17Troisième moment : selon la théorie écologique de Jerome J. Gibson, la lumière hors de nous contient une information que l’activité perceptive extrait du stimulus. Voir les surfaces illuminées, s’orienter au milieu d’elles, c’est selon Gibson accéder aux propriétés de l’environnement. Faut-il alors étendre l’esprit, non seulement au-delà des limites du système nerveux central, mais au-delà des limites du corps, au sens où je n’aurais pas l’expérience que j’ai si le monde n’était pas ce qu’il est et si l’agencement des surfaces hors de moi ne déterminait pas la distribution de la lumière ambiante dont je tire l’information appropriée ? L’expérience du monde en ce cas ne covarie pas avec des patterns internes de stimulation, mais avec l’illumination des surfaces hors de nous. D’autant que le microdétail de l’organisation de ces patterns peut varier chez deux individus tandis que l’illumination des surfaces détermine une expérience qui leur est commune. Rockwell ne dit pas que la limite entre soi et le monde n’existe pas, ou qu’elle est arbitraire.
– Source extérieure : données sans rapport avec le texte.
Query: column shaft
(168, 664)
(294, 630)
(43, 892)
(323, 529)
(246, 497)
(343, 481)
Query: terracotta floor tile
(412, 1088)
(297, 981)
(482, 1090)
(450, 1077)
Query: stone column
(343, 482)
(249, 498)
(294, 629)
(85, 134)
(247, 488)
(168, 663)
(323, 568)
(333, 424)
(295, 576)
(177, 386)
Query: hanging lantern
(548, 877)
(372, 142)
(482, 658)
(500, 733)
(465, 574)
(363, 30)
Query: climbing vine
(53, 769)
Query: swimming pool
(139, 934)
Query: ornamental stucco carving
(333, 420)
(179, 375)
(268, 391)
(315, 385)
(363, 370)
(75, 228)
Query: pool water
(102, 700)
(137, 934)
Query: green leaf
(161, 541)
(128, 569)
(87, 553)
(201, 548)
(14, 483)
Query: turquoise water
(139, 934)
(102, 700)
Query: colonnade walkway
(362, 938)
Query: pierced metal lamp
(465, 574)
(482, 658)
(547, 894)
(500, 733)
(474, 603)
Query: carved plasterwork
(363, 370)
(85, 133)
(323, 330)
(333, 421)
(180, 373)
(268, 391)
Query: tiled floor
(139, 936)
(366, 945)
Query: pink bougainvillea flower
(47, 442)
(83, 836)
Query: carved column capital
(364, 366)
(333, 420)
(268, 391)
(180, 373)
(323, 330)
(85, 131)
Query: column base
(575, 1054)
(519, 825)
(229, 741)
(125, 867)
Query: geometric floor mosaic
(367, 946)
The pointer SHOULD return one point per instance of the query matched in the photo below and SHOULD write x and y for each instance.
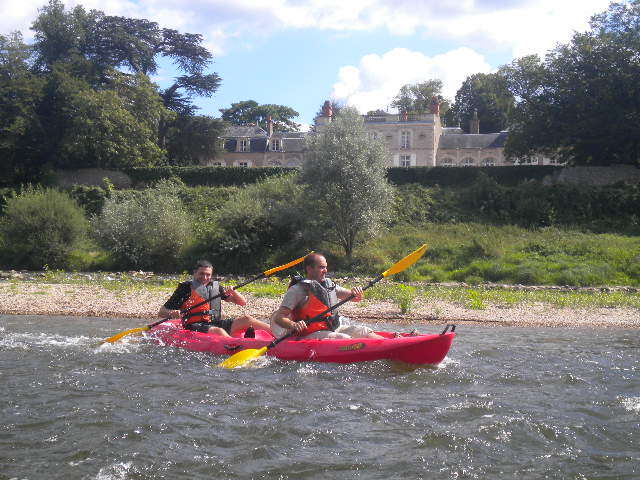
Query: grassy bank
(405, 294)
(475, 253)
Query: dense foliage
(251, 112)
(581, 103)
(40, 227)
(344, 171)
(81, 96)
(488, 96)
(200, 175)
(420, 97)
(146, 229)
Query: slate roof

Il soutient que, suivant les moments et les activités qui sont les nôtres, les conditions d’émergence de l’esprit peuvent varier, et que toutes ne sont pas internes.
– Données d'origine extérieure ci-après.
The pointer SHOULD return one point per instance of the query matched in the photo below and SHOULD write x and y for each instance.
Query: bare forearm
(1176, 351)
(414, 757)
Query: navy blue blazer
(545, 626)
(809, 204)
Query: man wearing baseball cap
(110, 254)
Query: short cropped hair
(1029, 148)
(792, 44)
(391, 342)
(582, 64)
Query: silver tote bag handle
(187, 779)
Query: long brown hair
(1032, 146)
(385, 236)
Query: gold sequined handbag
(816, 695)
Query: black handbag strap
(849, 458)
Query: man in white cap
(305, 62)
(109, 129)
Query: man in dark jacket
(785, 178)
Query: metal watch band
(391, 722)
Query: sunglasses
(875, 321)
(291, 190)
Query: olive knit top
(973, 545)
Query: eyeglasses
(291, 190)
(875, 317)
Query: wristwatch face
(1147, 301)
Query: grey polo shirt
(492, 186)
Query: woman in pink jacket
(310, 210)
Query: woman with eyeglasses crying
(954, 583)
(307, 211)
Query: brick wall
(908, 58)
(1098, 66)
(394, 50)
18En suggérant que toute explication du mental est plurifactorielle, Rockwell s’en prend à la théorie de l’identité sur la base d’une réflexion sur la causalité. Cette réflexion s’inspire en particulier de passages cruciaux de la Logique de Stuart Mill, ce qui fait de Rockwell davantage un philosophe de la connaissance qui réfléchit sur la sélection des facteurs pertinents dans l’explication psychologique qu’un métaphysicien comme Noë, dont le but est de réfuter le matérialisme de l’identité. Premier point dans Mill, la critique de la conception atomistique de la causalité où l’antécédent immédiat d’une chose, par exemple, serait considéré comme sa cause unique : un effet résulte ordinairement du concours de plusieurs antécédents. Mill analyse en outre la distinction entre cause et condition d’un phénomène [25] : cette distinction semble tranchée, mais elle apparaît, lorsqu’on est attentif, relative et dépendante de la perspective de l’observateur : dans un certain récit du siège, la négligence de la sentinelle sera cause de la prise du fort ; elle n’en sera plus qu’un antécédent parmi d’autres si nous expliquons l’issue de ce siège par un rapport de force entièrement défavorable. Second point, connexe du précédent, on peut trouver dans Mill une critique de l’idée de pouvoir causal intrinsèque, en particulier dans sa discussion critique de la différence usuelle entre agent et patient [26] : le pouvoir causal qui est inféré de l’occurrence d’un effet est communément attribué à un agent isolé, mais c’est au prix d’une idéalisation puisqu’en fait c’est la relation de cet agent à d’autres entités qui lui permet de produire cet effet ; dans l’exemple de Mill : « Ce n’est pas la lumière seule qui est l’agent de la vision, mais la lumière associée aux propriétés actives de l’œil et du cerveau et à celles de l’objet visible. » La lumière ne fait que ce que l’organisme contribue à lui permettre de faire.
19En utilisant ces passages, Rockwell entend d’abord soumettre à l’analyse l’idée selon laquelle le cerveau jouerait un rôle causal vis-à-vis de l’activité mentale que le corps ou l’environnement, comme simples conditions de celle-ci, ne joueraient pas : la distinction entre cause et condition est commode sans être conceptuellement bien justifiée, et elle est susceptible de plus d’un emploi. Il entend ensuite contester que le pouvoir causal du cerveau puisse être considéré comme un pouvoir intrinsèque, autosuffisant, en faisant appel et à la critique philosophique de cette notion de pouvoir intrinsèque, et à la manière dont nous pouvons réfléchir à la construction de la connaissance en la matière. À l’argument du cerveau dans la cuve (chapitre 5), la réponse de Rockwell est que le cerveau ne produira pas quelque chose comme une expérience cohérente à lui seul, il la produira, en mettant les choses au mieux, s’il est exposé à un certain pattern de stimulations qui a les propriétés caractéristiques d’un monde bien ordonné : il sera donc coresponsable, avec un tel pattern, de la genèse de l’expérience, d’une manière dont une activation interne n’obéissant à aucun pattern défini ne le serait pas. On pourra admettre, à la limite, une réalisation cérébrale des rêves sans admettre une réalisation purement cérébrale des expériences de la veille, en faisant alors de la différence entre leurs bases respectives (étroite ou bien large, c’est-à-dire incluant les interactions du corps et de l’environnement) un facteur crucial de leur dissemblance (chapitre 9, p. 163).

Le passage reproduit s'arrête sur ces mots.